§ 28A‑15‑5.  Order in which assets appropriated; abatement.

(a) General Rules. – In the absence of testamentary indication as to the order of abatement, or some other controlling statute, shares of devisees and of heirs abate, without any preference or priority as between real and personal property, in the following order:

(1) Property not disposed of by the will;

(2) Residuary devises;

(3) General devises;

(4) Specific devises.

For purposes of abatement, a demonstrative devise of money or property payable out of or charged on a particular fund or other property is treated as a specific devise; but if the particular fund or property out of which the demonstrative devise is to be paid is nonexistent or  insufficient at the death of the testator, the deficiency is to be payable out of the general estate of the decedent and is to be regarded as a general devise and must abate pro rata with other general devises. Abatement within each classification is in proportion to the amounts of property each of the beneficiaries would have received, had full distribution of the property been made in accordance with the terms of the will.

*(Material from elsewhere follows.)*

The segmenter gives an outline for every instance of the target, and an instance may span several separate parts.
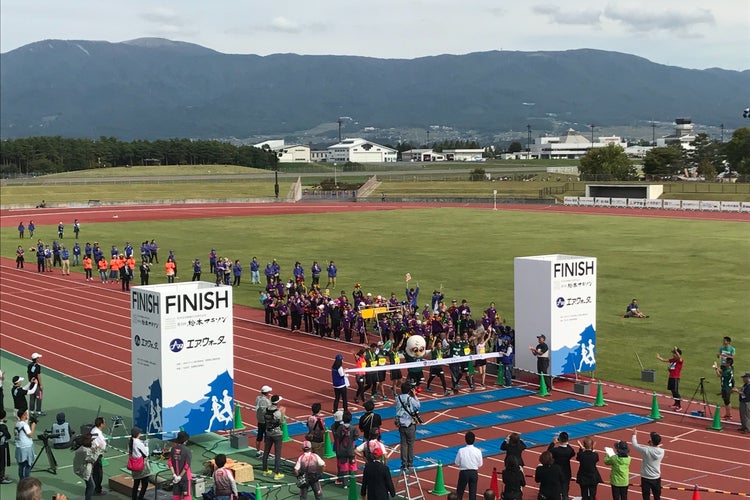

(b) Abatement; Sales; Contribution. – When property which has been specifically devised is sold, leased, or mortgaged, or a security therein is created, by the personal representative, abatement shall be achieved by ratable adjustments in, or contributions from other interest in the remaining assets. The clerk of superior court shall, at the time of the hearing on the petition for final distribution, determine the amounts of the respective contributions and whether the same shall be made before distribution or shall constitute a lien on specific property which is distributed. (1973, c. 1329, s. 3.)